The other ‘stop snitchin’ culture

    Friday’s Daily News had a terrific story by William Bender about a female Philadelphia police officer whose sexy photos on Facebook and MySpace made Bender’s piece a cover story.

    More interesting to me is the fact that the officer, Deona Carter, is the subject of a federal lawsuit accusing her and two fellow officers of beating a bartender in University City in 2008.

    Neither Carter nor the city would comment, but the suit charges that the attack on the bartender, Geovanni Tanner was unprovoked, and that the cops then fabricated a story that he’d attacked them. Ten witnesses signed statements supporting the Tanner’s account for the lawsuit.

    The bartender was of course arrested and charged with assaulting the officers, and all three testified under oath at a preliminary hearing that he’d attacked them. But here’s the part that bothers me: After the District Attorney’s office talked to other witnesses and dropped the charges, no disciplinary action was taken against the officers.

    That reminded me of a story I did for the Daily News in 2009 about a police officer named Alberto Lopez who was caught on a convenience store security camera roughing up a woman who’d had a fender-bender accident with his son.

    The woman, Agnes Lawless, was charged with assaulting the officer based on his account, and she spent the night in jail. Lopez repeated his story under oath at a preliminary hearing, and Lawless was held for trial. But once the store video became public, the case against her evaporated.

    After my story was published Lopez got a suspension. Lawless sued, and the city settled the case.

    But a really troubling part of the story is that the convenience store clerk told investigators that three times after the incident, police officers came by and spoke with him about the security tape, and two asked if he would erase it.

    Nothing happened to any of those officers who sought to destroy evidence to protect Lopez. If they’d been successful, it’s all but certain Lawless would have been convicted of assaulting an officer.

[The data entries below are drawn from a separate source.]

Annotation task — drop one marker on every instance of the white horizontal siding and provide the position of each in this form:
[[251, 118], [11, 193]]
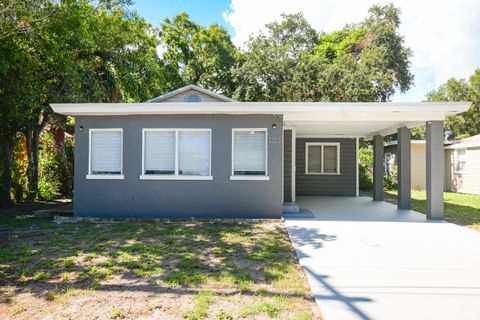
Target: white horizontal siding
[[469, 180]]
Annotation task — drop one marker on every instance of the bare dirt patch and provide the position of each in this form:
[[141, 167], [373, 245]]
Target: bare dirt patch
[[154, 270]]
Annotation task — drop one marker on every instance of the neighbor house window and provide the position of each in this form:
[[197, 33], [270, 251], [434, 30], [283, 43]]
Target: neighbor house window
[[322, 158], [460, 161], [176, 154], [105, 154], [249, 154]]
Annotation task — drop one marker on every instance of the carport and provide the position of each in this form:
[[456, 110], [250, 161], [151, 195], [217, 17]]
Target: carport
[[367, 260], [372, 121]]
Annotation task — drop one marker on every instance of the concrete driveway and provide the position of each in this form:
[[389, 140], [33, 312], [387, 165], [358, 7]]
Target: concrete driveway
[[367, 260]]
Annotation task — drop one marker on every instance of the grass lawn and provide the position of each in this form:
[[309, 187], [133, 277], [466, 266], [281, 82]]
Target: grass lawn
[[460, 208], [127, 270]]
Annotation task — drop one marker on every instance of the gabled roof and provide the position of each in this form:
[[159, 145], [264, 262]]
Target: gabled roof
[[309, 118], [470, 142], [187, 88]]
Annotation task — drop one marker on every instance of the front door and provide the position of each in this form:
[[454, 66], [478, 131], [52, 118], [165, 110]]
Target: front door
[[288, 165]]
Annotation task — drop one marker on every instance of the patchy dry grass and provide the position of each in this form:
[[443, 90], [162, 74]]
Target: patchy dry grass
[[177, 270], [460, 208]]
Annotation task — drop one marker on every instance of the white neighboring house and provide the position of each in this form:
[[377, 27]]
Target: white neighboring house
[[462, 166]]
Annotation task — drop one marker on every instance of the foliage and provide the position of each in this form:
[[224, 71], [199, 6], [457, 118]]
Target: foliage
[[291, 62], [19, 170], [193, 54], [49, 166], [467, 123], [101, 51], [365, 168], [460, 208], [68, 51], [390, 181]]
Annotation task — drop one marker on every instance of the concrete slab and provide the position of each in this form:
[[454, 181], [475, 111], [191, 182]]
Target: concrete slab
[[367, 260]]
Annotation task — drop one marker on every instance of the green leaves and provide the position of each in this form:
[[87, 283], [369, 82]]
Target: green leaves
[[291, 62], [194, 54], [468, 123]]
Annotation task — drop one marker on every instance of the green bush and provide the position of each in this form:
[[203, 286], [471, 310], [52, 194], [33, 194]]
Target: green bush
[[19, 170], [390, 181], [365, 168], [48, 168]]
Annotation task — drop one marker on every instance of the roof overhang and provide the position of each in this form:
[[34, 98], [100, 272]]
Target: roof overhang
[[309, 118]]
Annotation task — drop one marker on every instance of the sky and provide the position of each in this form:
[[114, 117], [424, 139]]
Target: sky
[[444, 35]]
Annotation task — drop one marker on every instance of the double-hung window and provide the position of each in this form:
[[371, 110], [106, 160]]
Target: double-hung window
[[322, 158], [105, 154], [249, 154], [171, 154], [460, 159]]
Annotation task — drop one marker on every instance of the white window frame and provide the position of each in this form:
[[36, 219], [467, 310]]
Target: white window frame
[[322, 145], [464, 161], [92, 176], [264, 177], [176, 176]]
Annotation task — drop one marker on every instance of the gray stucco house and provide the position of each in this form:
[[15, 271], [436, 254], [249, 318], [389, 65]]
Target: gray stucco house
[[196, 153]]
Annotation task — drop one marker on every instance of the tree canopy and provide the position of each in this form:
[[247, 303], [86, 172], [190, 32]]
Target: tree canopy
[[290, 61], [468, 123], [102, 51]]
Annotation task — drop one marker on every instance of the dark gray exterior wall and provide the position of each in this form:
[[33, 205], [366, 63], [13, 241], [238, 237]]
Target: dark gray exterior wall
[[132, 197], [344, 184], [287, 166]]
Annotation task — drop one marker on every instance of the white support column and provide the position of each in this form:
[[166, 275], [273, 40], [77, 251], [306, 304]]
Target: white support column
[[404, 168], [378, 169], [435, 170]]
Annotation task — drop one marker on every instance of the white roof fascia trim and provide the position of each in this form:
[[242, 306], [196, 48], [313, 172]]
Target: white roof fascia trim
[[395, 142], [291, 110], [393, 129], [329, 136], [186, 88], [463, 145]]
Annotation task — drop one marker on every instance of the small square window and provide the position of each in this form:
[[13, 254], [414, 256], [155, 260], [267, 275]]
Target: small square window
[[105, 152], [322, 158]]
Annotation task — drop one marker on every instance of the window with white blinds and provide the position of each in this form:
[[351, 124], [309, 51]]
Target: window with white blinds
[[159, 147], [322, 158], [106, 151], [249, 152], [176, 153], [194, 153]]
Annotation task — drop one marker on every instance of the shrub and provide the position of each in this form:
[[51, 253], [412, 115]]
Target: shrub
[[365, 169]]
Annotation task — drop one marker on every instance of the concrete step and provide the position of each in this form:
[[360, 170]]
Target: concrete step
[[290, 207]]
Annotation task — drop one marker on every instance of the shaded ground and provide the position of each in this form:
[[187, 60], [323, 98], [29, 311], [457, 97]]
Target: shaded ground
[[460, 208], [178, 270]]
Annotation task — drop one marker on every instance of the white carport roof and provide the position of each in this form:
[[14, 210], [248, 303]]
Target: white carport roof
[[309, 118]]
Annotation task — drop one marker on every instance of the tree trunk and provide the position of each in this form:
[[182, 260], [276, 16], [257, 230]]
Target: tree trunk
[[32, 136], [58, 130], [6, 156]]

    And that’s the moral of this story: If you don’t hold officers accountable when they lie or try to cover up misconduct, they’ll feel free to back each other, even when they know one of them has done something wrong.

    “The District Attorney and Police Commissioner are always attacking people in the community who don’t come foreward (with information about crimes),” said Lawless’ attorney, Alan Yatvin. “But it’s the same thing in law enforcment. It’s the police version of ‘no snitchin.'”

    “You have to attack this wall of silence,” Yatvin said. “The problem with police misconduct is that if there’s a code of silence, police officers will think they can get away with things, and you’ll never stop this.”